A new study marks a significant step forward in positioning synthetic polymers as an alternative for expensive, unsustainable minerals used in the manufacture of devices such as conductors, transistors and diodes.
These newly tweaked polymers - developed by University of Illinois Urbana-Champaign professors Ying Diao and Joaquín Rodríguez López in collaboration with Jean-Luc Brédas of the University of Arizona, John Reynolds of Georgia Tech and Dali Sun of North Carolina State University - possess special properties enabled by controlled chirality and chemical doping.

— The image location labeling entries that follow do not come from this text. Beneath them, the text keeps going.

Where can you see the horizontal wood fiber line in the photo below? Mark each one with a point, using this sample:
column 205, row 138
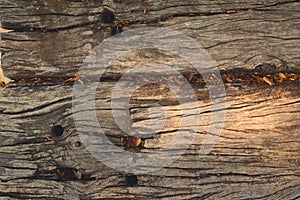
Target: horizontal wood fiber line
column 246, row 39
column 262, row 74
column 257, row 154
column 96, row 10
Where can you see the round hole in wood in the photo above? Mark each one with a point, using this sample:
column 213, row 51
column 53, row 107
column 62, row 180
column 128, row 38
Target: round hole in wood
column 131, row 180
column 57, row 131
column 108, row 16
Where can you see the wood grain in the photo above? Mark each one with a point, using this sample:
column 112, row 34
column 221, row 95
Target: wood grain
column 257, row 155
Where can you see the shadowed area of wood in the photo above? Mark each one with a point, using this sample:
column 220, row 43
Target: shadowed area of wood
column 256, row 47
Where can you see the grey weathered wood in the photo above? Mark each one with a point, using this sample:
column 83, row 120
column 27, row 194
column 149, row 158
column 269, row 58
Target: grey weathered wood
column 257, row 154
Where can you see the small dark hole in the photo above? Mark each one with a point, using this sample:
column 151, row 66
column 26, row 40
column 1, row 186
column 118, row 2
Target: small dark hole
column 131, row 180
column 2, row 84
column 65, row 174
column 108, row 16
column 57, row 130
column 77, row 144
column 116, row 29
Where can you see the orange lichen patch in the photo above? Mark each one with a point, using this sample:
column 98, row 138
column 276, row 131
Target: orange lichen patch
column 231, row 11
column 292, row 76
column 279, row 78
column 267, row 80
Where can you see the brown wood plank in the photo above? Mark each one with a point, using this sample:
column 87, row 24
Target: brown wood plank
column 266, row 34
column 257, row 155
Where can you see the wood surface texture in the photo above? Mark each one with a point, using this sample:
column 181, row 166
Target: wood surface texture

The study findings are published in the journal Nature Communications.
Chirality, which can arise from persistent twisting of a polymer's backbone, is one of nature's strategies for building complexity. One advantage of chirality is that it allows materials to efficiently funnel electricity by transporting electrons with the same spin direction - or quantum state. Doping, the addition of chemicals to enhance performance, has long been used to improve conductivity in semiconductors; however, research and development in doping polymer-based semiconductor molecules has lagged.
"We were very surprised to find that structural chirality, which up to now had not been considered a parameter relevant to doping, significantly boosts the chemical reaction that controls doping in polymers," said Diao, who is a professor of chemical and biomolecular engineering at Illinois.
In the lab, researchers were able to twist polymers using a variety of solvent-processing techniques, doing so in a controlled manner while measuring the polymers' conductivity.

"In our previous research, increased chirality was found to be harmful for charge mobility," Diao said. "This is because such twisting caused charges to become more localized, reducing their ability to move freely through the material, which lowered mobility and overall conductivity."
However, the current findings reveal a surprising reversal: after doping the polymer, increased chirality leads to higher conductivity.
Diao and Rodríguez López's team said that they are uncertain about how and why this occurs. The primary mechanism proposed - that chirality influences electron spin to enhance conductivity during doping - remains a hypothesis.

"More studies are needed to clarify the exact processes at play when chirality tunes the conductivity in doped polymers, and for this to move on to commercial technologies, we will require further research and validation," Diao said. "Our focus for future work will be on scientifically proving the mechanism that we have hypothesized and exploring the practical uses for the phenomenon."

Zhuang Xu and Peisen Qian from Illinois, Shamil Sajev from Arizona and Yoji Nabei from North Carolina State University were the lead junior authors of the study.
The Office of Naval Research and the Air Force Office of Scientific Research supported this research. Rodríguez-López is a professor of chemistry at the U. of I. Diao also is affiliated with materials science and engineering, chemistry, the Materials Research Laboratory and is a full-time faculty member of the Beckman Institute for Advanced Science and Technology at Illinois.